I stop the car and walk into the soft sand where no tracks exist; a man on the moon. There is no sound. I close my eyes and breathe deeply.

Arrival in Swakopmund brings mixed sensations after days in the desert where new arrivals in faraway hamlets are met with interest. Here, you’re just another tourist in Tourism Central. From here, you can embark on any excursion long or short, into the desert, onto the sea or up into the sky with a parachute or simply flip over the dunes on a quadbike or attached to a modified snowboard. Strange Germanic buildings and an abundance of European products heighten the sense of being in a place that exists beyond its borders. And after the prolonged silences and epic grandeur of the nothingness outside Swakopmund, even a small town like this feels like too much, too many humans congregated in one place. The desert has spoilt me with its gift of solitude.

I swiftly stock up on supplies and head south on the road to Solitaire and a famous bakery in the desert. Again, I find myself chasing a line to the horizon in a world where time dissolves. I stop at a cross by the roadside. There’s a faded photograph and message of sadness.

By nightfall, I’m at my lodge on the border of the Namib-Naukluft National Park. Like others I passed on my way to Sossusvlei, it looks like an outpost in some distant place, perhaps Tatooine, the fictional desert planet in Star Wars.

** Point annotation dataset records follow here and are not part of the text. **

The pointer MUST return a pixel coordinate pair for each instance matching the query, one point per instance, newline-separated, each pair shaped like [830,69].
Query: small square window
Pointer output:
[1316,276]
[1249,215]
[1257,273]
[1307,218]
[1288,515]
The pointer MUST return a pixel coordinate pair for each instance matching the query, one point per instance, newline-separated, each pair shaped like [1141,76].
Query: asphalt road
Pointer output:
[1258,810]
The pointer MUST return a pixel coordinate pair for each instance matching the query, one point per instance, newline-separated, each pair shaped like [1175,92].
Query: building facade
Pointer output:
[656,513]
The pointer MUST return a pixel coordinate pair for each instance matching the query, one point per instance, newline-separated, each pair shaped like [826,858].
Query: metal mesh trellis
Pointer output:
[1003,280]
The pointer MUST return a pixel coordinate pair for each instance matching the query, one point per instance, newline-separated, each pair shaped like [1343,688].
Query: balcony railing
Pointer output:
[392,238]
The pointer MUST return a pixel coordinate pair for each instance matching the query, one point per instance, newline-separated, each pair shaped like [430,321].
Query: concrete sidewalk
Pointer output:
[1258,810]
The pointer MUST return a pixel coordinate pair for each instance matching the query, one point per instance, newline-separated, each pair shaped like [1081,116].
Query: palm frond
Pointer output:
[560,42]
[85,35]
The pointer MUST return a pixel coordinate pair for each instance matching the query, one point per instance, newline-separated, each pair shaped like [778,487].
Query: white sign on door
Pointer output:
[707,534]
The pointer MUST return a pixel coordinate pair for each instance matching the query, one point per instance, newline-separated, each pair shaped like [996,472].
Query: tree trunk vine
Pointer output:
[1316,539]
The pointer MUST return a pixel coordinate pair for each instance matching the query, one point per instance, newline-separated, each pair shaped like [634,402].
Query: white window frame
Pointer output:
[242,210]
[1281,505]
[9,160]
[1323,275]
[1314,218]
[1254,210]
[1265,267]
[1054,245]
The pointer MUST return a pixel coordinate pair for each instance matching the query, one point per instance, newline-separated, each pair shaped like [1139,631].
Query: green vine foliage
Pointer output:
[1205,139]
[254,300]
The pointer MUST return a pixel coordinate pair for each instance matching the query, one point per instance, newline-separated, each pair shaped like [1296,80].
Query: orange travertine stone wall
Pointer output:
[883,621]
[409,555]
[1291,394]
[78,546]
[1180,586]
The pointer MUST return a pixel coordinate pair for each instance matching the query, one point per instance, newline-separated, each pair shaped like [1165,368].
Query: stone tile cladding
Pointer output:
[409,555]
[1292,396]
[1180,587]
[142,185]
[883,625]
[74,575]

The road home takes me on a detour at Mariental, to a space not that different to the desert. The Hardap Dam is a massive expanse, Namibia’s biggest reservoir. The smell’s different, but no less engaging.

A literary reference comes to mind, E E Cummings. He once wrote: “how fortunate are you and I, whose home is timelessness”. In this place of infinite space and endless time, that’s a truth I return to again and again.